The team was co-led by Jacek Gaertig, associate professor of cellular biology at the University of Georgia, and Bernard Eddé of the National Center for Scientific Research (CNRS) in France.

Cells have an internal highway system made of fibers called microtubules. Specialized motor proteins slide along these fibers, carrying organelles and other materials to the places they need to go. But how do motor proteins know where to take their cargoes?

The researchers identified a new enzyme group that attaches an unusual molecular tag to a component of the cell’s microtubular highway system. The tag is attached to a localized region of a microtubule and may act like a road sign on the interstate, directing motor proteins to take the “proper exit” to the nucleus or the cell membrane.

“We’ve known for more than a decade that strings of glutamic acid an amino acid are sometimes attached to the side of a protein called tubulin,” said Gaertig, one of the senior co-authors on the paper. Tubulin is a component of microtubules. “This modification occurs in all cells but is abundant in neurons in the brain.”

Few other proteins are modified in this way. But investigating what the modification does and how it works has been difficult until now.

The authors have identified a new group of enzymes – called polyglutamylases – that attach glutamic acid chains of varying length and branching patterns.

Because the enzyme complex is active only for a short window during development in mice, it took a “biochemical tour de force” by collaborators in France to purify it.

In Gaertig’s group, doctoral student Krzysztof Rogowski then identified the enzyme complex’s active subunit and postdoctoral associate Dorota Wloga found genes for these enzymes in many organisms including humans. The researchers also showed that these enzymes can modify just a portion of a microtubular highway, an important discovery that suggests the mechanism for directing cell traffic. The lab studied polyglutamylases from the unicellular pond protist Tetrahymena, a model organism that has abundant modified microtubules and shares many of the same properties of internal cell traffic as animal cells.

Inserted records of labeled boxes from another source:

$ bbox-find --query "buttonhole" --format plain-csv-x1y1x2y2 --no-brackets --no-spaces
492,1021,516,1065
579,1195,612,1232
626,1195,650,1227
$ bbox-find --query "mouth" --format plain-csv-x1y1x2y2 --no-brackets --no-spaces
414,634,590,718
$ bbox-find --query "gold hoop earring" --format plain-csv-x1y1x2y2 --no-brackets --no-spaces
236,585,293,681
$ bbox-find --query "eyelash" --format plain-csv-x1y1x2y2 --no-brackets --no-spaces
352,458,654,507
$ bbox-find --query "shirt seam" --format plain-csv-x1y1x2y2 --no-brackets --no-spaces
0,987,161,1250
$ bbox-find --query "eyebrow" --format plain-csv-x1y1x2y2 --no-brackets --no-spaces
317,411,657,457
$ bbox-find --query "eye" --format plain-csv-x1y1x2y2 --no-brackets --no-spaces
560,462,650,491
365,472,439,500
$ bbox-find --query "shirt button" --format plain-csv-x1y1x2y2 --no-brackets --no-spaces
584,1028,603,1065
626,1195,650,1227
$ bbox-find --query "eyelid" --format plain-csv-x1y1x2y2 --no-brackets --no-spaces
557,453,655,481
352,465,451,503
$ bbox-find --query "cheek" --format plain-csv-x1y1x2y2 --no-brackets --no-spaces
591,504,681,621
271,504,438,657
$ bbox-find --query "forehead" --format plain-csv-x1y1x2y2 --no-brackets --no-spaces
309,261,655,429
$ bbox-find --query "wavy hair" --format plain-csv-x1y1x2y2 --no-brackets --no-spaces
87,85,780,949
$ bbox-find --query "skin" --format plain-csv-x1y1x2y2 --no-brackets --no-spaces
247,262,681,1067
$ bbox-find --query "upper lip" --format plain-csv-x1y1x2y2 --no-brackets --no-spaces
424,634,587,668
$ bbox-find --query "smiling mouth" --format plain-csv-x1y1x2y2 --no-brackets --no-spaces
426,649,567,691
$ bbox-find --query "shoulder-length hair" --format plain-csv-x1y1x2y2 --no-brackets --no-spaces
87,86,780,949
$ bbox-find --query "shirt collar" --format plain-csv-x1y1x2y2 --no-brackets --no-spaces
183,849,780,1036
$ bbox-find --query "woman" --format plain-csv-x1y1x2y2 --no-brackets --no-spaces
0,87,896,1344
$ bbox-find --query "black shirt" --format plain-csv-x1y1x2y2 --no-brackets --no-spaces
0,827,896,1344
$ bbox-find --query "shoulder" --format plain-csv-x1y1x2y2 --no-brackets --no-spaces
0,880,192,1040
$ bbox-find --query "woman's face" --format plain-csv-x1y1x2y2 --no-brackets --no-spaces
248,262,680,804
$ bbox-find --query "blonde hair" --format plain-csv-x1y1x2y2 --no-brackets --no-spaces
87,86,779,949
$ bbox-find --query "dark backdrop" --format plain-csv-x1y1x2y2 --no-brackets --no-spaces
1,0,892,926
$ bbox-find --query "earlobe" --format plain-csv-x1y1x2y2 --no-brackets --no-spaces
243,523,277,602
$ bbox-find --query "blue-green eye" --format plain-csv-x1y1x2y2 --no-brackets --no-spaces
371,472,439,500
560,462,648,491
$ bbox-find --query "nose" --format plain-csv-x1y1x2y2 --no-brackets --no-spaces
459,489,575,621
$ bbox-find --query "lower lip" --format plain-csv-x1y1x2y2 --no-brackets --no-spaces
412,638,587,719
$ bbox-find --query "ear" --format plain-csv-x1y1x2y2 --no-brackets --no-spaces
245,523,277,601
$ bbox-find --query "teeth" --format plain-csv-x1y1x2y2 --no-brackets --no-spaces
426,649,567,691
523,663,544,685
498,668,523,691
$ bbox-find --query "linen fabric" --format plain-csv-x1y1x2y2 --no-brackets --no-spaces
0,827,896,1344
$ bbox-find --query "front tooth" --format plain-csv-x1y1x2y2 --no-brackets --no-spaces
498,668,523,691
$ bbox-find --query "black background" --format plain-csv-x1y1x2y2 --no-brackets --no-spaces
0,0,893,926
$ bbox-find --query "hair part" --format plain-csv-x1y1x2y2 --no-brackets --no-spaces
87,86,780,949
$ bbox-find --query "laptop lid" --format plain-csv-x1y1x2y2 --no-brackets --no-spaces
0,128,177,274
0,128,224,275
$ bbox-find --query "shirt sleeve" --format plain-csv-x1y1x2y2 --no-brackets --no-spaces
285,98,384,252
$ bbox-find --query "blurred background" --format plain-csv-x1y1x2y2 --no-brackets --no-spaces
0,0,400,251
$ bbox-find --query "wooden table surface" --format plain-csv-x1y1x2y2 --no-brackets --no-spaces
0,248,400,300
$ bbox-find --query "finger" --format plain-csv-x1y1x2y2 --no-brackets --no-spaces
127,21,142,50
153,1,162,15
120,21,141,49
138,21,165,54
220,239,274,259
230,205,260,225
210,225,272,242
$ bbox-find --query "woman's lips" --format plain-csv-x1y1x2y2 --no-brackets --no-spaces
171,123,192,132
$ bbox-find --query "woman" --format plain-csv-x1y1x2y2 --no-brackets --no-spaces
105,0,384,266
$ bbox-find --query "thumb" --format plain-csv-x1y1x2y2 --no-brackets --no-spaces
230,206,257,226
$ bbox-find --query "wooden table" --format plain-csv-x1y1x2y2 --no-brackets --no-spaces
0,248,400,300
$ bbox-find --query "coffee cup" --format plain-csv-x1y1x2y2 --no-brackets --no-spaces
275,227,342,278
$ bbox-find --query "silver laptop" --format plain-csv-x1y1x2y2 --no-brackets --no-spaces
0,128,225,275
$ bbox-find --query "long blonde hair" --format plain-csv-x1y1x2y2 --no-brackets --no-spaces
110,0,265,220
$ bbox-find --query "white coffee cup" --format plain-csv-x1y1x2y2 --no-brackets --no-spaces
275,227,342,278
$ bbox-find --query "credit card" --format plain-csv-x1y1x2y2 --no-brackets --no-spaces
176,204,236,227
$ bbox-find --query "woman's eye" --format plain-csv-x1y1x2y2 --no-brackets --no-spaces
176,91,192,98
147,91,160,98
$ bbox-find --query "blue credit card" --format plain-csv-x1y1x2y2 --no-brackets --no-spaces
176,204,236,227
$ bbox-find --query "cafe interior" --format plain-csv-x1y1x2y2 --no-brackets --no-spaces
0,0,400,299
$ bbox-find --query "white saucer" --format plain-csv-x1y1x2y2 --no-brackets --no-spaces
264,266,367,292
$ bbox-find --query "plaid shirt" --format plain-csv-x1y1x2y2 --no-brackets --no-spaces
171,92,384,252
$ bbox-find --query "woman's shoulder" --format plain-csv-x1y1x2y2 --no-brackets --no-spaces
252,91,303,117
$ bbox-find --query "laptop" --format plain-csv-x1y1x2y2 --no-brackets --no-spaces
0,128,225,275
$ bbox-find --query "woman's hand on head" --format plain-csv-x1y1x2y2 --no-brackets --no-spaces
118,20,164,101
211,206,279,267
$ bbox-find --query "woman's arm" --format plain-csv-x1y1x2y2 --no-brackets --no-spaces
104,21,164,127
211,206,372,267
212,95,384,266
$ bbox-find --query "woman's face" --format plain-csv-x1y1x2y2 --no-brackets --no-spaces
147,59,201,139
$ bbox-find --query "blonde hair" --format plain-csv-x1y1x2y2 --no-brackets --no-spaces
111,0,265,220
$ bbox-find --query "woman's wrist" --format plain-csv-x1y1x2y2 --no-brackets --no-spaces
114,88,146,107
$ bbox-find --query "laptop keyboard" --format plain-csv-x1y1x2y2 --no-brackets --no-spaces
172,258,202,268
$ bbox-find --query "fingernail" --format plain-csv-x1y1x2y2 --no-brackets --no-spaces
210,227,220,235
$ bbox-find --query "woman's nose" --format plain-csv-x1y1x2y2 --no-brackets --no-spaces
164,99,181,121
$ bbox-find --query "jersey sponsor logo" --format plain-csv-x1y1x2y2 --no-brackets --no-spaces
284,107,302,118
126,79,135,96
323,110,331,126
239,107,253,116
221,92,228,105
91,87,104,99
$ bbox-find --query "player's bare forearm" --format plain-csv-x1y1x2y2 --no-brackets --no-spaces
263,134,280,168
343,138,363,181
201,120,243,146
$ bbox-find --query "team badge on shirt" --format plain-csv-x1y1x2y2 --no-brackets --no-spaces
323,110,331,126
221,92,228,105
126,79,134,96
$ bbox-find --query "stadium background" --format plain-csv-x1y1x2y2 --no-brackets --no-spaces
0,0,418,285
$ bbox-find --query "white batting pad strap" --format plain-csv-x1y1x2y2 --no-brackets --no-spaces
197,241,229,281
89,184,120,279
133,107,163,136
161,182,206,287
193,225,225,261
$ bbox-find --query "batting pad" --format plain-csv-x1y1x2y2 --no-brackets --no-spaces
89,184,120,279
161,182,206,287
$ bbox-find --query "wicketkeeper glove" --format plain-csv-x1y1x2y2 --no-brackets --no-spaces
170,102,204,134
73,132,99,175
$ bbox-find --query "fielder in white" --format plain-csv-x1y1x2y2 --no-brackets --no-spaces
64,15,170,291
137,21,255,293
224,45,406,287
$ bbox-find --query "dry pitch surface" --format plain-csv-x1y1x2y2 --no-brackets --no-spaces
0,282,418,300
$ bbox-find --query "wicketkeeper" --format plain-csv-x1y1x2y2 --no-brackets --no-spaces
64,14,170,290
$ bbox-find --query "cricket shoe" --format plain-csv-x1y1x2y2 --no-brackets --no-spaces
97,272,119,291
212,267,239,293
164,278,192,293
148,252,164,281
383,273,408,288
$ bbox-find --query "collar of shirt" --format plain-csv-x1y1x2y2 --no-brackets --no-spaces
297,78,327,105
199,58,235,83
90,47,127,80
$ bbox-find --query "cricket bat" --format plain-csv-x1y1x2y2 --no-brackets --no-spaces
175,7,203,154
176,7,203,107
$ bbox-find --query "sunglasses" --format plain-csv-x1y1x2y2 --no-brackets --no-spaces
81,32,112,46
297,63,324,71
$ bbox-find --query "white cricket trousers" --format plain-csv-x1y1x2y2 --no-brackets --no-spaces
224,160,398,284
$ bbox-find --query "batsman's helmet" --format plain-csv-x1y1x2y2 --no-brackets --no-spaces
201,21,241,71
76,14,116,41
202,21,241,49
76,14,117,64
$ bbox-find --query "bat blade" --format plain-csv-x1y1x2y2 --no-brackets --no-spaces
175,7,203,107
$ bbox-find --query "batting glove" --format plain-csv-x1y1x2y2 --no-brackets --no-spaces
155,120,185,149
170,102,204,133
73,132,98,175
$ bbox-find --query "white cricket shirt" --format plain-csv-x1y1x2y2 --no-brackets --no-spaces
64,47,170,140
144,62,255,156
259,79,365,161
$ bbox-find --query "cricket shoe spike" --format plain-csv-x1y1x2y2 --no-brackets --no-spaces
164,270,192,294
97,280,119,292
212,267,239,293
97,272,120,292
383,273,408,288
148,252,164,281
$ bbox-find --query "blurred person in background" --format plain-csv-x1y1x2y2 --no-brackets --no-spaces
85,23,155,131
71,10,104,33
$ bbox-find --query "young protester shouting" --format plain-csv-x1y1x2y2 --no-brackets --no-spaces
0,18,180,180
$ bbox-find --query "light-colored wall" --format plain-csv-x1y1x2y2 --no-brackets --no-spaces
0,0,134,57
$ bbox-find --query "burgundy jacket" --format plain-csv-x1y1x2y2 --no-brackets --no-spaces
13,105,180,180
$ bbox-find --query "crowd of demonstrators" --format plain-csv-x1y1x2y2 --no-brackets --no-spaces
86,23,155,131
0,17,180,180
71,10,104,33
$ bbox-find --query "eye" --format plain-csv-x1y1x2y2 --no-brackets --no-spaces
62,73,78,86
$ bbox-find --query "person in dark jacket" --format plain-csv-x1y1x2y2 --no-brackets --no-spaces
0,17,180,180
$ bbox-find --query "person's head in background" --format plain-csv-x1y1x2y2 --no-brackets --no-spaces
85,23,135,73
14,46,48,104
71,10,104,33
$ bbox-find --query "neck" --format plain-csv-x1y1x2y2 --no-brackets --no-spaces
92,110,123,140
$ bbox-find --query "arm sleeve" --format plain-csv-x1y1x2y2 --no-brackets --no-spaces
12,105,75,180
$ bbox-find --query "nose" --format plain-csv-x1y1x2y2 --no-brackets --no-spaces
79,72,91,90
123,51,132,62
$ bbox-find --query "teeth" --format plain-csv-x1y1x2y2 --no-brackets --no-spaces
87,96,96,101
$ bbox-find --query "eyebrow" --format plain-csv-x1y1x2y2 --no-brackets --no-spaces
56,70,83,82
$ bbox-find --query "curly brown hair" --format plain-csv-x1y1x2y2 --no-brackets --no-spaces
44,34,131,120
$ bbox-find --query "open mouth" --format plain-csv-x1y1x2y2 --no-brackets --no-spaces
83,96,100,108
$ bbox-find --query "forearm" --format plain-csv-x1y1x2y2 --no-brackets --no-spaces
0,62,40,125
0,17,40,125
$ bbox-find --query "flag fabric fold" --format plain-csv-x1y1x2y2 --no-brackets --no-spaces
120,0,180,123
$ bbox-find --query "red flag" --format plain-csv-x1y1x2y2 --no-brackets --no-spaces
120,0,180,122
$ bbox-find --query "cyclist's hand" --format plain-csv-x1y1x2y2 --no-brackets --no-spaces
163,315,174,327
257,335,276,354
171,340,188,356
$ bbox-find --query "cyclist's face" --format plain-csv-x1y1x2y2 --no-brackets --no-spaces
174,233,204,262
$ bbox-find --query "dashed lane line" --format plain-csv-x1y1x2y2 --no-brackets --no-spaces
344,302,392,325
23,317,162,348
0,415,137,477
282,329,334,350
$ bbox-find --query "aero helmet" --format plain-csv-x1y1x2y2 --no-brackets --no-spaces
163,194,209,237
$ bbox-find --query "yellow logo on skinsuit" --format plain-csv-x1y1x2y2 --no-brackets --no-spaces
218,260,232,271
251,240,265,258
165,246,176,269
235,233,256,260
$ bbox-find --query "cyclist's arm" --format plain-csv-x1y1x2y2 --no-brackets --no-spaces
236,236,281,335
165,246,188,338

“Although it has been known for some time that polyglutamylation occurs, the function of these glutamic acid chains on microtubules have, until now, remained completely obscure,” Eve Ida Barak, a program director for the National Science Foundation, said in an e-mail.

This research paves the way for detailed studies of what polyglutamylate modification does and how it works.

The UGA research team was supported by an NSF grant.